The virtual summit was announced shortly after White House national security adviser Jake Sullivan met a senior Chinese foreign policy advisor, Yang Jiechi, in Zurich, according to The Wall Street Journal.

"While we expect minimal material improvement in the tone or substance of their relationship in the coming months, we still see investment opportunities on both sides, especially in the areas of capital markets, technology, cybersecurity, and climate change," said strategists led by Mark Haefele, the chief investment officer at UBS Global Wealth Management.

"In our view, investors should avoid taking sides.
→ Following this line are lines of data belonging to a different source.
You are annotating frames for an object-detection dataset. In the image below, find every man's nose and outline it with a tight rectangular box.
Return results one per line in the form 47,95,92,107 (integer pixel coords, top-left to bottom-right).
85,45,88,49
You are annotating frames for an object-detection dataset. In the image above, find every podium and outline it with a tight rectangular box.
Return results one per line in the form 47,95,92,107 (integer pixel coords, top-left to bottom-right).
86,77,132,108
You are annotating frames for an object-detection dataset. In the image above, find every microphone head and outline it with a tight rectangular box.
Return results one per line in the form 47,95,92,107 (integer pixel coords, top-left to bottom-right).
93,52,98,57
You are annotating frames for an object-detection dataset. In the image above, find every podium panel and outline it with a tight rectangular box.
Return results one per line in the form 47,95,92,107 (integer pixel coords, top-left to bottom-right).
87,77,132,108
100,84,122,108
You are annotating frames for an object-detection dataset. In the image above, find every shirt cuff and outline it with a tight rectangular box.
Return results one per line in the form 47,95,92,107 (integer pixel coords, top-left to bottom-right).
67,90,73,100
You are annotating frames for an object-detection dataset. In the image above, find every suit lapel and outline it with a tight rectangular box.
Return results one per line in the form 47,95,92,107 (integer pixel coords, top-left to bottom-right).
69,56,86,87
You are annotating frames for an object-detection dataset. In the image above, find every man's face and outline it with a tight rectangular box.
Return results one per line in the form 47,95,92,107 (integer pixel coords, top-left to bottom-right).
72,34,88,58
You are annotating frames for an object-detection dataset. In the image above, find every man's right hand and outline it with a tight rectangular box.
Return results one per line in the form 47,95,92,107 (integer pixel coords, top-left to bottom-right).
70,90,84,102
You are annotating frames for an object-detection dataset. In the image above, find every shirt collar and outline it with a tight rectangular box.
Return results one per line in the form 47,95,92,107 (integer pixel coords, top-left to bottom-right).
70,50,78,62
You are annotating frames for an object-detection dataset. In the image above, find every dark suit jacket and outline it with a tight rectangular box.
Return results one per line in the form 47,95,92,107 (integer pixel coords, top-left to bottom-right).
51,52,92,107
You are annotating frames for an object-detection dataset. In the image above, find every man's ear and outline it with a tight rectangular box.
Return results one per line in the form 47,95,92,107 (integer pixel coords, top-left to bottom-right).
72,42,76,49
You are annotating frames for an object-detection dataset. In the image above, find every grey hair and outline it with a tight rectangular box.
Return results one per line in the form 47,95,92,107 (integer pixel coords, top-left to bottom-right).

The best long-term approach is to seek exposure to the different economic cycles, growth opportunities, and sectoral trends offered by both countries," the team at UBS said.

Strategists at the Swiss bank noted speculation around possible topics for discussion included trade, Taiwan, and climate issues.

Eoin Treacy's view

Churchill’s “Jaw-Jaw is better than “War-War” comes to mind. It also begs the question whether the Biden administration is willing to make concessions on Taiwan’s independence for better trading conditions? That was certainly the case during the initial negotiations with China 50 years ago and not a lot has changed in terms of China’s priorities.

China’s stock market has sold off aggressively because of fears about the potential for contagion from the Evergrande bankruptcy. Many institutional investors are willing to make the bet that the property market issues will result in less focus on the tech sector and that the respective companies have been sufficiently chastened to now prosper in a below the radar fashion.

Alibaba rebounded impressively today to trade back above the psychological $150 area.

Baidu also firmed today and is now testing the eight-month sequence of lower rally highs. 

Tencent is also steadying following a steep decline.

The China Enterprises (H-Share) Index is firming from the lower side of a more than decade long range.

Both Alibaba and Baidu led the advance on the NYSE FANG+ Index today.